Eigenlijk ongelofelijk en zeldzaam dat enkel de Rallye de dubbele ronde achterlichten had. Puur productietechnisch vraagt dit een dure aparte mal voor de ‘stamping’ van het achterste deel van de carrosserie. Voeg daarbij dan nog het logistieke aspect van andere onderdelen op de gewone productielijn. Ik denk niet dat enig ander merk deze dure oplossing ooit heeft toegepast voor een speciale uitvoering binnen een modellenreeks.
En ik vond ook deze nog van onze X1/9
Nog even de foto van de 128
Nog even de foto van de 128
Ik heb twee felblauwe Fiats 128 gehad in de jaren ‘73-‘75, zie foto van de eerste uit 1971.Hele fijne auto’s.
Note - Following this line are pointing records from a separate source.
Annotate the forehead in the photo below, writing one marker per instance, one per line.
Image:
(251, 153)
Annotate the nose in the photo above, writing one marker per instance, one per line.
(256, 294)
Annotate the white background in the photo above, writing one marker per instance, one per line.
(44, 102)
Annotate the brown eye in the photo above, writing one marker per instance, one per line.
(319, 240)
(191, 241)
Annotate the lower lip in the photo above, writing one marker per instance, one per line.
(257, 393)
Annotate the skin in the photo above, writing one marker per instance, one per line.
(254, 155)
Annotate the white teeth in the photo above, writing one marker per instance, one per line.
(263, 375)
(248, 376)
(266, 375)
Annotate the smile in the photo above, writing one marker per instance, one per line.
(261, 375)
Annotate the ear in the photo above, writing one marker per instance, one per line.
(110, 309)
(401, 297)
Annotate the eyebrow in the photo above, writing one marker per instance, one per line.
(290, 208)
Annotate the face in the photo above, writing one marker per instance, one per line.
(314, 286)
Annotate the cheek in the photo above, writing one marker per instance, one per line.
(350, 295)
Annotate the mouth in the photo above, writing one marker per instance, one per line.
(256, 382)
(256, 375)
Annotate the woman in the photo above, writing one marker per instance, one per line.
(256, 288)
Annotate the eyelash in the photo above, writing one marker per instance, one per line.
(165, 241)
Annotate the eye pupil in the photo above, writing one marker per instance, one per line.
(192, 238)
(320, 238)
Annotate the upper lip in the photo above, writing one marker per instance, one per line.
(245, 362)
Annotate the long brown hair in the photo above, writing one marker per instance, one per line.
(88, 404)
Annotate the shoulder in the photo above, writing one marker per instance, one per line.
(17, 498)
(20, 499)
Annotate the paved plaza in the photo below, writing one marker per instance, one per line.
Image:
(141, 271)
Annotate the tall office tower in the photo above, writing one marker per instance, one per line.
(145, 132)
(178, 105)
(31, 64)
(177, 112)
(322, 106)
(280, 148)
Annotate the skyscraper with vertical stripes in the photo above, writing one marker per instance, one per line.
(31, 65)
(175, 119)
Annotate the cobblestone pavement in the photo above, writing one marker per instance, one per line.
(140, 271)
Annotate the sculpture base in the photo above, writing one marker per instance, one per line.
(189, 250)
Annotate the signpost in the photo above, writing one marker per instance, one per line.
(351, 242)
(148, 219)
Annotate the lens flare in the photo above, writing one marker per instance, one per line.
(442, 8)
Heb er veel mooie kilometers mee gemaakt, ook in de bergen tijdens vakanties. Een plezier om in te rijden. Ik werkte toen bij een Fiat dealer en heb ook in de coupe’s gereden. In later jaren hebben we ook nog een X 1/9 in een speciale IN uitvoering gehad. Was ook heel fijn om in te rijden.
Ik had in die tijd jammer genoeg geen Fiat 128, maar ja, wel zo’n kale Kadett. Die roestte ook terwijl je er naast stond… een vriend was de gelukkige bezitter van een 128 coupé, wat reed dat fantastisch…
Wat ik altijd een leuke variant heb gevonden was de Zastava 1100 uit Joegoslavië.
De Serviërs hadden de sedan omgetoverd tot een handige vijfdeurs. Of misschien was het een Italiaans ontwerp, dat weet ik niet.
Wat ik wel weet is dat hij de Zastava 101 werd genoemd, maar dat Peugeot daar een stokje voor stak op de EEG-markt. Dus stond hij hier te koop als Zastava 1100. Ze verkochten best goed.
Ik ben een gelukkige bezitter van een 128 Rally bj 1973 kleur mostert geel ,altijd veel bekijks op evenementen.
Sowieso was de 128 een geweldig fijne auto. De techniek was getest in de Autobianchi Primula, die nu helemáál zeldzaam is geworden. En als je bedenkt dat een 128 goedkoper was dan een kale Kadett of ietwat saaie Escort, dan begrijp je dat ze goed verkocht werden. Wel met roestbehandeling, natuurlijk, want Italiaans ijzer stond toen aangeschreven als beperkt houdbaar.